O que já foi motivo constante de reclamações de moradores e comerciantes no Centro de Rio Branco parece ter perdido força. Apesar de a legislação municipal proibir o uso de auto-falantes em publicidade comercial, uma fiscalização recente identificou apenas duas ocorrências de propaganda sonora irregular em diferentes pontos da cidade, um cenário bem diferente do registrado anos atrás, quando o barulho era frequente e alvo de denúncias.
Os dados fazem parte de um levantamento realizado com apoio de órgãos municipais e analisado pelo Ministério Público do Estado do Acre (MPAC), dentro de um inquérito civil que investigava possíveis danos ambientais causados pela chamada “propaganda volante”, prática comum de divulgação por meio de carros de som ou caixas acústicas em vias públicas.
De acordo com as informações mais recentes, uma das ocorrências foi registrada nas proximidades do Terminal Urbano, na região central, envolvendo um carro de som. A outra situação aconteceu na Avenida Ceará, no bairro Estação Experimental, onde uma caixa de som era utilizada na calçada de um estabelecimento comercial do tipo casa de carnes.
Além desses dois casos pontuais, não foram encontradas irregularidades em outros bairros fiscalizados, como Capoeira, Aviário, Calafate, Avenida Sobral, São Francisco, Tancredo Neves, Xavier Maia e Esperança. O resultado chama atenção principalmente quando comparado ao histórico do problema na capital acreana.

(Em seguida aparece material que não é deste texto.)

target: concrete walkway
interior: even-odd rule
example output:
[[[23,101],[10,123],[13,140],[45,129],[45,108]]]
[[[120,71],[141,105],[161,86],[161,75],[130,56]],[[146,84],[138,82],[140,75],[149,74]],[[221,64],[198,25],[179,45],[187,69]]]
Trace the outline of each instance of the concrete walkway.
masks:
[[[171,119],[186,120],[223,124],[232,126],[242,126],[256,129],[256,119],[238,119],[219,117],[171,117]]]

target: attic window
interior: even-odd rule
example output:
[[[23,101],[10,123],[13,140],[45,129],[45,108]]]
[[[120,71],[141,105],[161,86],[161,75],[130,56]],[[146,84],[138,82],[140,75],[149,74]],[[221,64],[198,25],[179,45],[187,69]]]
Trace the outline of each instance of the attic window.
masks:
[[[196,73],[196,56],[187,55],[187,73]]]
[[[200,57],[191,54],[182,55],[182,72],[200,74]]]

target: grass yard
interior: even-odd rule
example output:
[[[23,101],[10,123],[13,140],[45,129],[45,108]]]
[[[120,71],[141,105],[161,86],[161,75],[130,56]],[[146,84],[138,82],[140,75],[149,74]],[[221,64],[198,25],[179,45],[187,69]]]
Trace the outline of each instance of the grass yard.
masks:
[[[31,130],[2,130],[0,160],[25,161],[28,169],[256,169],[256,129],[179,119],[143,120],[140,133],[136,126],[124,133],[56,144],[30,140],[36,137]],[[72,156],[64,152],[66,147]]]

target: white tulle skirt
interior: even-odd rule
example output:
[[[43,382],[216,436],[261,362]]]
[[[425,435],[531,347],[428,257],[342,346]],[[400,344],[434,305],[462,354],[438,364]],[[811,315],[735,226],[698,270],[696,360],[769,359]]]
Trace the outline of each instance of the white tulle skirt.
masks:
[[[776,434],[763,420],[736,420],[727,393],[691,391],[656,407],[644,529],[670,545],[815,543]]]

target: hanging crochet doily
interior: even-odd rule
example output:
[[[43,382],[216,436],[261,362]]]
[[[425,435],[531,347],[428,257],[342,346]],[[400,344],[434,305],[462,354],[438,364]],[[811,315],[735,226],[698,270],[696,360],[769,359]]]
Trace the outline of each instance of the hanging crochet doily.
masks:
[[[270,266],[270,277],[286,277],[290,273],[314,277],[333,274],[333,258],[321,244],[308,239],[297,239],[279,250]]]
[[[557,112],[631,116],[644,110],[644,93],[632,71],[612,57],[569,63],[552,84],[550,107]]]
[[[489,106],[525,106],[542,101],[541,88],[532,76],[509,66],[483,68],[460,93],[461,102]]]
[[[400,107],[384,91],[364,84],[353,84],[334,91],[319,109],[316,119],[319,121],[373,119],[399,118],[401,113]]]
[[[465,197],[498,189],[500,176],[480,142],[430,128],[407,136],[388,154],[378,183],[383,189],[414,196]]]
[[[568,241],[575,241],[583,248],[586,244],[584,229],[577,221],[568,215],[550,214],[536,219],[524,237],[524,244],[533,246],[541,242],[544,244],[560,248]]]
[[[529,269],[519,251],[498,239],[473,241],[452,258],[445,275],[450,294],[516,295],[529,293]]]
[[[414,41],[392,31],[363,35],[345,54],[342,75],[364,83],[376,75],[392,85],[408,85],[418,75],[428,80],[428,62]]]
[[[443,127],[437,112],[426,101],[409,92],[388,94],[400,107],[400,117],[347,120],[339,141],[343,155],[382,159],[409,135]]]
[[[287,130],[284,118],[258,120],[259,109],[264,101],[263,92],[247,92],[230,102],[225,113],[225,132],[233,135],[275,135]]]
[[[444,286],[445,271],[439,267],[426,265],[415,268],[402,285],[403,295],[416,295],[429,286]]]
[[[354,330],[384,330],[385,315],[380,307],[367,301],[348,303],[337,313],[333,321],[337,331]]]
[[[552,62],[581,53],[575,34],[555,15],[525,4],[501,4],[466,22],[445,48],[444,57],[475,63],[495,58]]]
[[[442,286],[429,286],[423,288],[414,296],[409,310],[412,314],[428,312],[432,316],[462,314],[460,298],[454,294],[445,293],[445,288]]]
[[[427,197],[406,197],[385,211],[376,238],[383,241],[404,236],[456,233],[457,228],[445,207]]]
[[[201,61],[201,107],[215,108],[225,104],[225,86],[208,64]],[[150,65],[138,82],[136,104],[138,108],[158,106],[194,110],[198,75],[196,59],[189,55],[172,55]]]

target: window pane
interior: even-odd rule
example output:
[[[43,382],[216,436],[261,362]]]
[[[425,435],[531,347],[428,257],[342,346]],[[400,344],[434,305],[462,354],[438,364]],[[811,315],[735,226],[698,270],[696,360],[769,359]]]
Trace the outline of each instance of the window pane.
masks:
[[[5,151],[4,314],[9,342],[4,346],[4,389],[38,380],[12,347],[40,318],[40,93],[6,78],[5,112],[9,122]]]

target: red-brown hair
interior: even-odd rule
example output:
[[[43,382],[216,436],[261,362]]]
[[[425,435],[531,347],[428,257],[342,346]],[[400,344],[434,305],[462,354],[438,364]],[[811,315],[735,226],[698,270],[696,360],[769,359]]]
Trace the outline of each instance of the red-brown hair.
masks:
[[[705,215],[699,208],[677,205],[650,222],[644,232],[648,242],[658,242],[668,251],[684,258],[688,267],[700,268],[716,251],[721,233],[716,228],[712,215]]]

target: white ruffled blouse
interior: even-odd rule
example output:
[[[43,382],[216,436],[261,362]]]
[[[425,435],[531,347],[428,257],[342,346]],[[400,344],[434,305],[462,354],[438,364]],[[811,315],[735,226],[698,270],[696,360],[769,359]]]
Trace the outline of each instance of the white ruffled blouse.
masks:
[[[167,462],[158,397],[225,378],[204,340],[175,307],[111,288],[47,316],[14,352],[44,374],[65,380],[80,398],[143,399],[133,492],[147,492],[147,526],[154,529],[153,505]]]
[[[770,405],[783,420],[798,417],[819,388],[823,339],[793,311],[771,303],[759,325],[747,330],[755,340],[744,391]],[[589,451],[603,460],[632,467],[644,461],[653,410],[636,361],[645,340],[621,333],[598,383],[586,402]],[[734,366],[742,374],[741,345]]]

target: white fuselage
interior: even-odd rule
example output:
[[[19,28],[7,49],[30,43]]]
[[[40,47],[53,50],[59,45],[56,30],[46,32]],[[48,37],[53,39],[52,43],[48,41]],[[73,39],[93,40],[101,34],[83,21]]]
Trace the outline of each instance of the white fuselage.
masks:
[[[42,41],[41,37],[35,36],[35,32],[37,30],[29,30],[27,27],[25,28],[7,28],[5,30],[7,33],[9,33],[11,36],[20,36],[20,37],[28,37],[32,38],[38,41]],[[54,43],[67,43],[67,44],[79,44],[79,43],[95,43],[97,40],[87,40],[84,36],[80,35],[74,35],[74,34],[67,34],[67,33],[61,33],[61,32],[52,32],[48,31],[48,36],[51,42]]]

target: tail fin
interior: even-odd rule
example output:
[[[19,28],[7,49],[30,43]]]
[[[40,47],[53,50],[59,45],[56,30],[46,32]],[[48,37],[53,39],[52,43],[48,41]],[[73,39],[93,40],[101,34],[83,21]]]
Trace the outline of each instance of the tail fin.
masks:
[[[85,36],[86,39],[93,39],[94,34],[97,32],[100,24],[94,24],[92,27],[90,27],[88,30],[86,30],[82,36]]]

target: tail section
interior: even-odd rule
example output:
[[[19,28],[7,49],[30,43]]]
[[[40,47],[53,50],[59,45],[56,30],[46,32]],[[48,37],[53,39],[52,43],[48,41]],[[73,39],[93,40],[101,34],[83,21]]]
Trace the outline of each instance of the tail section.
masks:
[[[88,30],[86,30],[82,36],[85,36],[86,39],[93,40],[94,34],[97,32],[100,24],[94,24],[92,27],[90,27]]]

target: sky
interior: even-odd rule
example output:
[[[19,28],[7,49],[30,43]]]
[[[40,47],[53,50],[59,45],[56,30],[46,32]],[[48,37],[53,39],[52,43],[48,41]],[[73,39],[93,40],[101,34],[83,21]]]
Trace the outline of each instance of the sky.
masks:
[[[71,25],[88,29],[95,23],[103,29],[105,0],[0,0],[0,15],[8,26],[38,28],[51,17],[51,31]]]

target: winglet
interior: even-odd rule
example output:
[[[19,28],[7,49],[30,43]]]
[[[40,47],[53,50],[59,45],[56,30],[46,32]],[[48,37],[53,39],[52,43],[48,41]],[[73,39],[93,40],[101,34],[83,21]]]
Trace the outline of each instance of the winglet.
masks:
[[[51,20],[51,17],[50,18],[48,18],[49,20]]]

Nos anos anteriores, o uso de propaganda sonora chegou a gerar incômodo frequente, principalmente em áreas comerciais e de grande circulação. Em 2019, por exemplo, moradores relataram transtornos causados pelo excesso de carros de som no Centro da cidade, o que levou à intensificação de fiscalizações e até aplicação de multas por poluição sonora.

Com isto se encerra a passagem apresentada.